QUANDO A JURISPRUDÊNCIA SE SUBMETE AOS RÉUS
João Eichbaum
Hoje, o Supremo Tribunal Federal é um tema inesgotável. Nunca, em toda sua história, a Corte, que
pontifica na hierarquia do Poder Judiciário, foi alvo de tanta polêmica, de tão
ácidas críticas. Nunca proporcionou tanto vexame. Nunca se ouviu coro de vozes
tão numerosas e distantes, xingando a justiça, destroçando pundonores.
A discrição, que deveria ser a virtude inerente a qualquer
juiz, é a qualidade que menos aparece naquele tribunal. Pelo contrário: o que
mais lá se vê é ostentação. Ostentação no cerimonial, no discurso rebuscado, na
empáfia, no ar de superioridade, nos privilégios materiais e econômicos de que
se servem os togados.
É o verdadeiro Tribunal acima da lei, despido de
sensibilidade, de apego aos anseios por justiça. Volta e meia se tem notícia de
processos prescritos, de pedidos de vista que se eternizam, de ilegalidades
abafadas pelo descaso para com os prazos previstos em lei. O que se exige de um
juiz concursado de primeiro grau, ninguém exige de um ministro apadrinhado por
políticos.
Como se isso não bastasse, o Tribunal que deveria ser o
guardião dos direitos fundamentais, entre os quais a Constituição inclui a
igualdade de todos perante a lei, começa a dar sinais de volubilidade. A
volubilidade é o vício que mais compromete a justiça: o que ontem valia, hoje
já não vale, a regra mudou durante o jogo, pois a interpretação da lei não
passa de um caniço agitado pelo vento das conveniências.
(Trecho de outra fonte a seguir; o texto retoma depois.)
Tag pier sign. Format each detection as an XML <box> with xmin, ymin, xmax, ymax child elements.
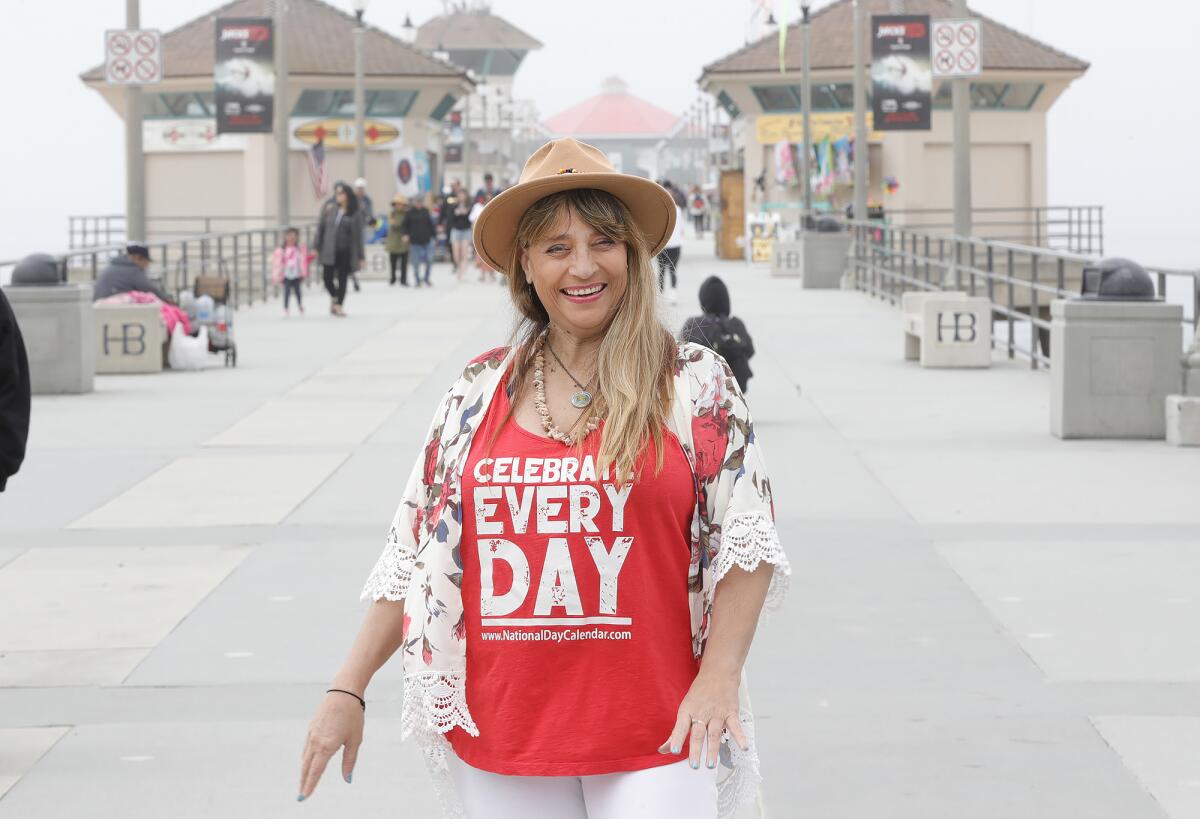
<box><xmin>934</xmin><ymin>19</ymin><xmax>983</xmax><ymax>78</ymax></box>
<box><xmin>104</xmin><ymin>29</ymin><xmax>162</xmax><ymax>85</ymax></box>
<box><xmin>871</xmin><ymin>14</ymin><xmax>934</xmax><ymax>131</ymax></box>
<box><xmin>212</xmin><ymin>17</ymin><xmax>275</xmax><ymax>133</ymax></box>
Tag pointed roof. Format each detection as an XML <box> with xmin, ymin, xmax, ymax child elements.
<box><xmin>416</xmin><ymin>10</ymin><xmax>541</xmax><ymax>52</ymax></box>
<box><xmin>545</xmin><ymin>77</ymin><xmax>679</xmax><ymax>139</ymax></box>
<box><xmin>703</xmin><ymin>0</ymin><xmax>1088</xmax><ymax>74</ymax></box>
<box><xmin>80</xmin><ymin>0</ymin><xmax>467</xmax><ymax>82</ymax></box>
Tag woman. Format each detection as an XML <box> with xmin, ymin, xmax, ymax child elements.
<box><xmin>679</xmin><ymin>276</ymin><xmax>754</xmax><ymax>393</ymax></box>
<box><xmin>299</xmin><ymin>139</ymin><xmax>788</xmax><ymax>819</ymax></box>
<box><xmin>316</xmin><ymin>183</ymin><xmax>366</xmax><ymax>316</ymax></box>
<box><xmin>388</xmin><ymin>193</ymin><xmax>409</xmax><ymax>287</ymax></box>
Até que prendessem a mulher de Sérgio Cabral, ninguém se
importava com as mulheres presas. Ninguém se lembrava de que, sendo mulheres,
elas podem ser mães e, sendo mães, lei nenhuma lhes tira o direito de amamentar
seus rebentos. A mulher de Sérgio Cabral não fornecia leite materno. Mas tinha
dois filhos e isso bastou para lhe concederem liberdade.
Por conta dos benefícios concedidos à dita mulher, criou-se
uma jurisprudência de que ninguém havia cogitado, desde a promulgação da
Constituição vigente, há quarenta anos: mãe que amamenta não pode ser
trancafiada. Mulheres pobres mofaram na cadeia até semana passada, quando o STF
se deu conta de que pobre também tem direitos.
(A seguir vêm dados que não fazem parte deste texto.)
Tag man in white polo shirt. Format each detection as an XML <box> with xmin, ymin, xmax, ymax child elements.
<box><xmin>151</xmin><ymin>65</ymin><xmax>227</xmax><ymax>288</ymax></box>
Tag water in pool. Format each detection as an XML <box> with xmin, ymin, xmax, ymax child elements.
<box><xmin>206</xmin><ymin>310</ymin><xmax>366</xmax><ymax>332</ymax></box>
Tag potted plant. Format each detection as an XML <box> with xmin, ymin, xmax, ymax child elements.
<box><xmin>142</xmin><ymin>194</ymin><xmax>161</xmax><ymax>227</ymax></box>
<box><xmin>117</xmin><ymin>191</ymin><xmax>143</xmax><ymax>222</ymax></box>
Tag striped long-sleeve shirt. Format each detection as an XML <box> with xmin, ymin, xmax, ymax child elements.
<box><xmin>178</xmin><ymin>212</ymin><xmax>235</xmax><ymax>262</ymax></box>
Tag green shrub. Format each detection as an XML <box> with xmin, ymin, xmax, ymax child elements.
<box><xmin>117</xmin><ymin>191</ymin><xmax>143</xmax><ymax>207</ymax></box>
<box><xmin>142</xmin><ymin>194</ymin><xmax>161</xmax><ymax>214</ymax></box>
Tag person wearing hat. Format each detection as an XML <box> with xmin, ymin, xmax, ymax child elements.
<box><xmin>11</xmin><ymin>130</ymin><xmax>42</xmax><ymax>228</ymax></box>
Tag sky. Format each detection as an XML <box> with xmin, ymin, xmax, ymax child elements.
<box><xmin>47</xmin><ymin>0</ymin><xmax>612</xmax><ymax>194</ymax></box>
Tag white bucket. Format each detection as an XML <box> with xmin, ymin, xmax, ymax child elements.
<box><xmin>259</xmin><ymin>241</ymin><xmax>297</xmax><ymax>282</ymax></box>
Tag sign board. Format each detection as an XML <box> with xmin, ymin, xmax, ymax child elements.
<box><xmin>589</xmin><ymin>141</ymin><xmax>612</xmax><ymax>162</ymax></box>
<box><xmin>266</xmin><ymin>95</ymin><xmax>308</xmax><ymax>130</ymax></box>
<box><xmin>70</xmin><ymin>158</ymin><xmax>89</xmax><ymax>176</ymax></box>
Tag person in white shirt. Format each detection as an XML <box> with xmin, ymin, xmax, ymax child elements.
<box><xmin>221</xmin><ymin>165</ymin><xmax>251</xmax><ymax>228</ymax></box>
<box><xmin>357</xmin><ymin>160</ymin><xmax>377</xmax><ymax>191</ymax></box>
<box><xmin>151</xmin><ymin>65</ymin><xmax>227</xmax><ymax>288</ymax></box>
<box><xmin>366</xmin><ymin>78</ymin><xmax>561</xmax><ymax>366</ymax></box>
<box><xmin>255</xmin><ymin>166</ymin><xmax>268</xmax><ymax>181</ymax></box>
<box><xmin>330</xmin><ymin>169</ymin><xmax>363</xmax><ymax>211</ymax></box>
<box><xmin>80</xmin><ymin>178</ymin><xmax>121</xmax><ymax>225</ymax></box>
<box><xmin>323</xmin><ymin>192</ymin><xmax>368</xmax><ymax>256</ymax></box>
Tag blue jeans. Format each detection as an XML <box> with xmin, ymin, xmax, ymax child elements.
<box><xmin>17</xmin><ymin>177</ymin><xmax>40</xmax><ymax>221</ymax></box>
Mas, tem mais. Agora, por conta do Lula, que contratou um
advogado a peso de ouro só para deitar argumentos que nunca foram usados em
favor dos pobres nos ouvidos dos ministros do STF, aquele tribunal terá a
chance de mostrar mais uma vez que jurisprudência é uma coisa volúvel, ditada
pelas conveniências dos réus do andar de cima da sociedade.
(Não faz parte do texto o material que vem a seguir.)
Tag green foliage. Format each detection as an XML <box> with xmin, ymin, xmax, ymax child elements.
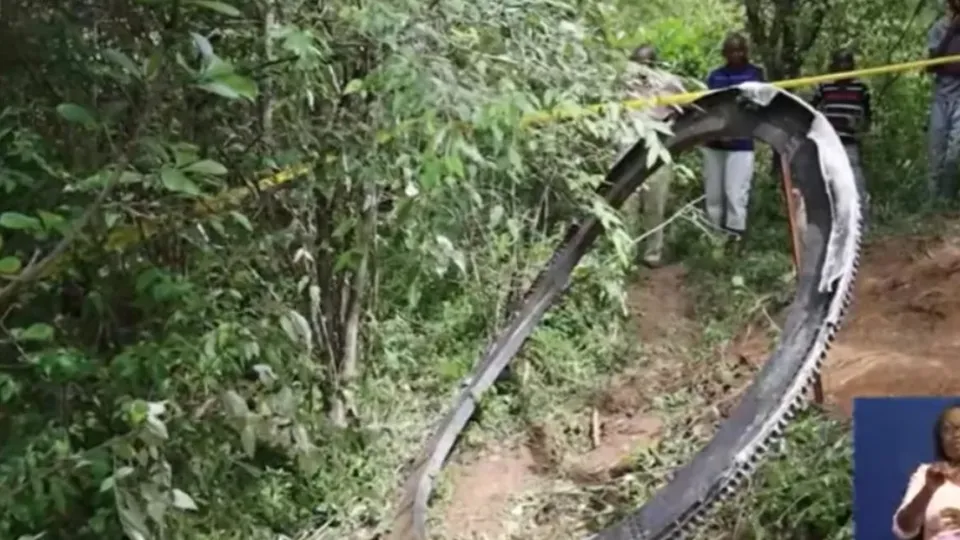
<box><xmin>725</xmin><ymin>413</ymin><xmax>853</xmax><ymax>540</ymax></box>
<box><xmin>0</xmin><ymin>0</ymin><xmax>940</xmax><ymax>540</ymax></box>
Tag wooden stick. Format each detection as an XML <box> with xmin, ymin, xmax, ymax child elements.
<box><xmin>780</xmin><ymin>155</ymin><xmax>800</xmax><ymax>275</ymax></box>
<box><xmin>780</xmin><ymin>156</ymin><xmax>823</xmax><ymax>406</ymax></box>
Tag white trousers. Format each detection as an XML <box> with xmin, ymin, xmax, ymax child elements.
<box><xmin>702</xmin><ymin>148</ymin><xmax>754</xmax><ymax>234</ymax></box>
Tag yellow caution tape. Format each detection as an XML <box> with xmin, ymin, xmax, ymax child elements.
<box><xmin>45</xmin><ymin>55</ymin><xmax>960</xmax><ymax>276</ymax></box>
<box><xmin>522</xmin><ymin>55</ymin><xmax>960</xmax><ymax>126</ymax></box>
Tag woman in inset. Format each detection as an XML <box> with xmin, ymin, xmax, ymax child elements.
<box><xmin>893</xmin><ymin>403</ymin><xmax>960</xmax><ymax>540</ymax></box>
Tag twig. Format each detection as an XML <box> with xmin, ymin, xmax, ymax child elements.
<box><xmin>0</xmin><ymin>33</ymin><xmax>168</xmax><ymax>306</ymax></box>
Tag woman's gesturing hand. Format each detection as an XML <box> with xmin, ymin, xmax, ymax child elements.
<box><xmin>926</xmin><ymin>462</ymin><xmax>955</xmax><ymax>488</ymax></box>
<box><xmin>939</xmin><ymin>508</ymin><xmax>960</xmax><ymax>531</ymax></box>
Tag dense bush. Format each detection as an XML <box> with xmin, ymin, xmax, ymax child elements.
<box><xmin>0</xmin><ymin>0</ymin><xmax>944</xmax><ymax>539</ymax></box>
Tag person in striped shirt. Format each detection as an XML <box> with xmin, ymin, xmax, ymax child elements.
<box><xmin>703</xmin><ymin>33</ymin><xmax>765</xmax><ymax>240</ymax></box>
<box><xmin>618</xmin><ymin>44</ymin><xmax>685</xmax><ymax>268</ymax></box>
<box><xmin>811</xmin><ymin>49</ymin><xmax>873</xmax><ymax>223</ymax></box>
<box><xmin>927</xmin><ymin>0</ymin><xmax>960</xmax><ymax>203</ymax></box>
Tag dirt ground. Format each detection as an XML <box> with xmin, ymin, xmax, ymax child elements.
<box><xmin>443</xmin><ymin>230</ymin><xmax>960</xmax><ymax>539</ymax></box>
<box><xmin>740</xmin><ymin>232</ymin><xmax>960</xmax><ymax>416</ymax></box>
<box><xmin>443</xmin><ymin>266</ymin><xmax>697</xmax><ymax>540</ymax></box>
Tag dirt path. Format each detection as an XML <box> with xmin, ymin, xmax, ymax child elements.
<box><xmin>740</xmin><ymin>232</ymin><xmax>960</xmax><ymax>416</ymax></box>
<box><xmin>443</xmin><ymin>266</ymin><xmax>697</xmax><ymax>540</ymax></box>
<box><xmin>443</xmin><ymin>230</ymin><xmax>960</xmax><ymax>540</ymax></box>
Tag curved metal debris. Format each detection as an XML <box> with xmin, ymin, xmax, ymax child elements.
<box><xmin>388</xmin><ymin>83</ymin><xmax>861</xmax><ymax>540</ymax></box>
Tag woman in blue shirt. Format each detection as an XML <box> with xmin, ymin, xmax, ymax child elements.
<box><xmin>703</xmin><ymin>33</ymin><xmax>765</xmax><ymax>238</ymax></box>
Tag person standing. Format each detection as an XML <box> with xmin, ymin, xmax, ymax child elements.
<box><xmin>621</xmin><ymin>44</ymin><xmax>685</xmax><ymax>268</ymax></box>
<box><xmin>927</xmin><ymin>0</ymin><xmax>960</xmax><ymax>203</ymax></box>
<box><xmin>811</xmin><ymin>49</ymin><xmax>873</xmax><ymax>227</ymax></box>
<box><xmin>703</xmin><ymin>33</ymin><xmax>765</xmax><ymax>240</ymax></box>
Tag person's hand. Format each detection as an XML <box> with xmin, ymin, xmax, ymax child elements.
<box><xmin>926</xmin><ymin>462</ymin><xmax>953</xmax><ymax>488</ymax></box>
<box><xmin>938</xmin><ymin>508</ymin><xmax>960</xmax><ymax>530</ymax></box>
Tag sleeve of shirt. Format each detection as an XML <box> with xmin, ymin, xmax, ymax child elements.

Sim, senhores. Por se tratar de um pobre que deixou de ser
pobre, o Supremo Tribunal Federal, através de um de seus ministros, vai ter a
oportunidade de se desdizer, modificando sua jurisprudência, segundo a qual o
juízo condenatório de segundo grau autoriza o cumprimento da pena.
Se voltar atrás,
estará sepultando a segurança jurídica, estará alimentando o desprezo que
parcela significativa da sociedade, movida pelo desencanto, já lhe vota. Pior
ainda: estará dando curso de trânsito em julgado a um juízo do próprio Lula
sobre a instituição: “um tribunal acovardado”.